Comment 7 Ming Hua 2023-11-02 04:03:10 UTC
(In reply to Jonny Grant from comment #5)
> The bug appears to be that a UTF16 BOM in a genuine UTF16 file, is
> remembered by Calc. It then stays in UTF16 mode. It does not return to a
> default of UTF8.
> 
> The test files are attached.
> 
> Note, my UTF8 file does not contain a BOM.
I am far from an expert, but my understanding is that with BOM it's much easier to detect the UTF-16 encoded file properly. On the other hand, the UTF-8 file attached only contain ASCII characters, and therefore without BOM is much harder to detect encoding confidently and correctly.

Anyway, let's ping the CSV import meta bug and see if someone knows better can look at this.
Comment 8 Mike Kaganski 2023-11-14 08:24:15 UTC
(In reply to Ming Hua from comment #7)

We have a way to detect encoding; it is easy enough to tell UTF-8 from UTF-16 (but it can't be said about other pairs of values). See e.g. bug 60145. The situation here is that we don't try to detect it at all.
Comment 9 Jonny Grant 2023-11-14 10:39:23 UTC
My suggestion is to always default to UTF-8 on Linux - or at least go by the locale where no BOM is found. So never save any UTF16 as "last opened charset".

It's easy enough to check the locale from the shell or C.
$ locale
LANG=en_GB.UTF-8
Comment 10 Mike Kaganski 2023-11-14 11:35:47 UTC
The *default* is already the system encoding. But the default is only used when there was no "last used configuration" stored.

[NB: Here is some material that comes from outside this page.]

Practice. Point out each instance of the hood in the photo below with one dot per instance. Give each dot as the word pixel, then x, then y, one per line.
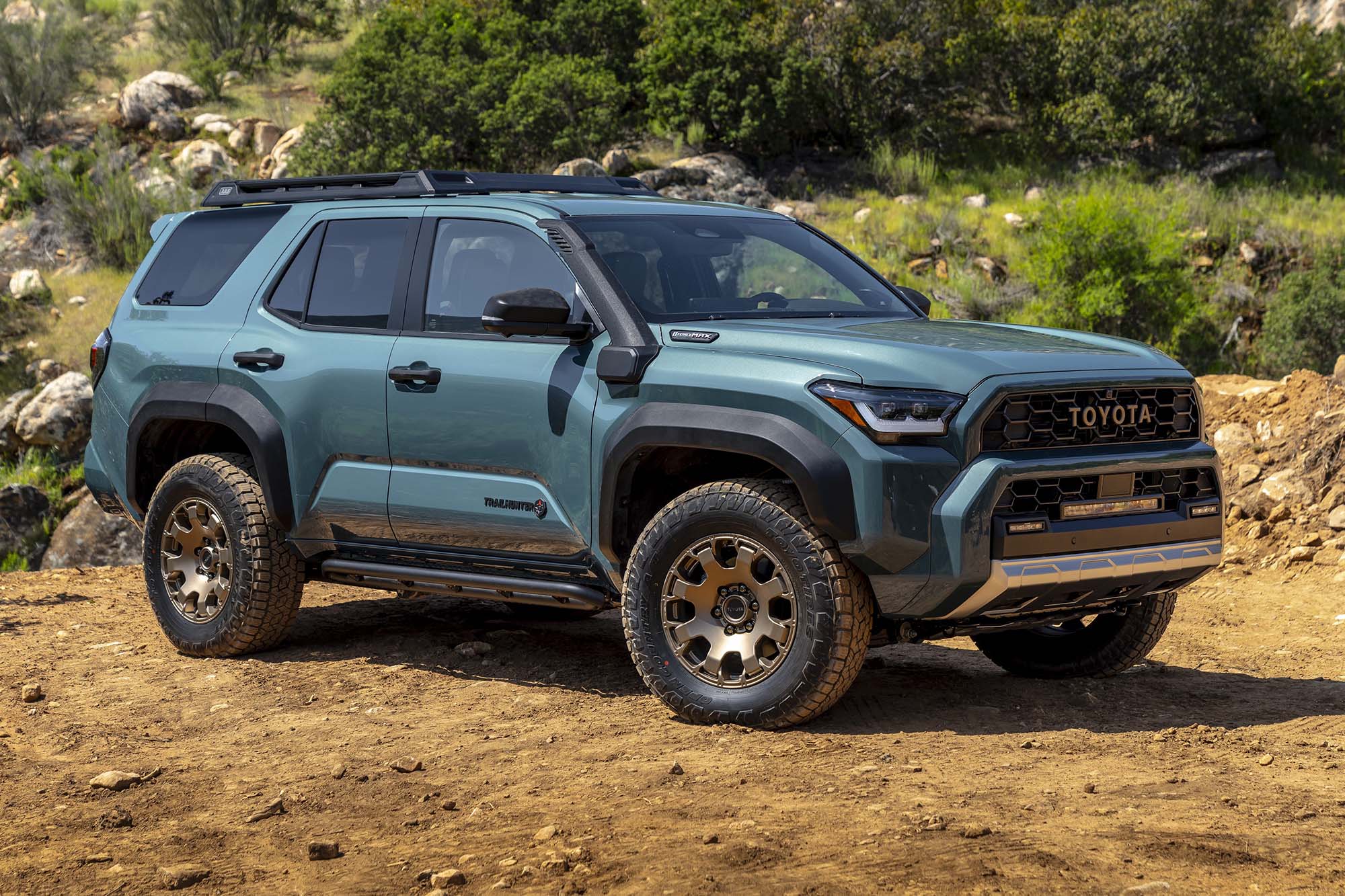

1. Since we try to autodetect encoding (works with BOM), we might want to also autodetect files without BOM (see bug 60145 for an implementation of detection).
2. A possibility could be to avoid storing autodetected encoding (so if an encoding was autodetected, and not changed by user, then it should not go into the profile).
Comment 11 Kevin Suo 2023-11-22 09:51:56 UTC
I revise the summary field - They are not Chinese characters. They are simply garbage characters / messy codes.